Ba(OH)2(aq) + 2 HClO4(aq) → Ba(ClO4)2(aq) + 2 H2O(l)
.00791x1.39=mole of Ba2+
mole of Ba2+ xmolecular weight=grams Ba2+
To calculate the mass of Ba2+ required, we need to follow these steps:
1. Calculate the number of moles of Ba2+ in the reaction mixture.
The given concentration of Ba2+ is 0.00791 M. To find the number of moles, we can multiply the concentration by the total volume in liters:
0.00791 M * 1.39 L = 0.01099 moles Ba2+
2. Calculate the molar mass of Ba2+.
The molar mass of Ba2+ can be found by adding the atomic masses of each element in Ba2+. The atomic mass of Ba is 137.33 g/mol.

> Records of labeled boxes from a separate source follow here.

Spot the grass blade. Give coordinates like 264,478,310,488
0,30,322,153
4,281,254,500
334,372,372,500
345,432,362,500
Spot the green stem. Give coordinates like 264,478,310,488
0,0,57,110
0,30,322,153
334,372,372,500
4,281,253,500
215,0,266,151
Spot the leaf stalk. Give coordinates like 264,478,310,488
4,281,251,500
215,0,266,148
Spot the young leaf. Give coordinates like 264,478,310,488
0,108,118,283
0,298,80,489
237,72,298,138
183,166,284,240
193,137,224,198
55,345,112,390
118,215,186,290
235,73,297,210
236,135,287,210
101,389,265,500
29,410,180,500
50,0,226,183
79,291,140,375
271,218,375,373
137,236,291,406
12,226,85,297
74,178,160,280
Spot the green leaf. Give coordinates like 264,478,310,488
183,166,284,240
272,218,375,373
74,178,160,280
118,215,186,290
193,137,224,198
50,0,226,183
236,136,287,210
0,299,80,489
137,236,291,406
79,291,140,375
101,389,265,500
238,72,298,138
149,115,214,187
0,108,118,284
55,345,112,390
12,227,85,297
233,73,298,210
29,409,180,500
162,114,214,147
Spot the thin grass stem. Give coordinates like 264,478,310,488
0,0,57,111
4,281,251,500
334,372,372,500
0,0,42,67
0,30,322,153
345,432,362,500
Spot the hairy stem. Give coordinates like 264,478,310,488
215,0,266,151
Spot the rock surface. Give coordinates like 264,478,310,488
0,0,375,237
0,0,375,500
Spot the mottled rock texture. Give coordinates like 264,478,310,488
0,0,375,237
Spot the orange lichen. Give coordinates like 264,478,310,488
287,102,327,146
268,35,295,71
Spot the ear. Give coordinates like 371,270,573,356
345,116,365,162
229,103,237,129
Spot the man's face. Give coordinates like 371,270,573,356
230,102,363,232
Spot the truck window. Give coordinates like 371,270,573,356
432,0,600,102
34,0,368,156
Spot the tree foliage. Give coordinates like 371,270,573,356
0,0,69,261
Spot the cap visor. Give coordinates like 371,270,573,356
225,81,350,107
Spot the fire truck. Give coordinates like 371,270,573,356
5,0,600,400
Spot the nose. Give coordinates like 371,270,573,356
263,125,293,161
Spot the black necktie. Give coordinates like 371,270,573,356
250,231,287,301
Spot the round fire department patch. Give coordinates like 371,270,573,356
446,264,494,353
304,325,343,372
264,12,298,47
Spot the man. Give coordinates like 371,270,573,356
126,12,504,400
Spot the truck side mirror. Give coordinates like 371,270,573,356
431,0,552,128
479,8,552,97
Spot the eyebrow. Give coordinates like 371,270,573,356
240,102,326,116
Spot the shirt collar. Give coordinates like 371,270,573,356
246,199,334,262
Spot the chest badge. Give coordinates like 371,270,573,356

Molar mass of Ba2+ = (2 * atomic mass of Ba) = (2 * 137.33 g/mol) = 274.66 g/mol
3. Calculate the mass of Ba2+.
To calculate the mass of Ba2+ in grams, we can multiply the number of moles by the molar mass:
Mass of Ba2+ = 0.01099 moles * 274.66 g/mol = 3.02 grams
Therefore, the mass of Ba2+ required is 3.02 grams.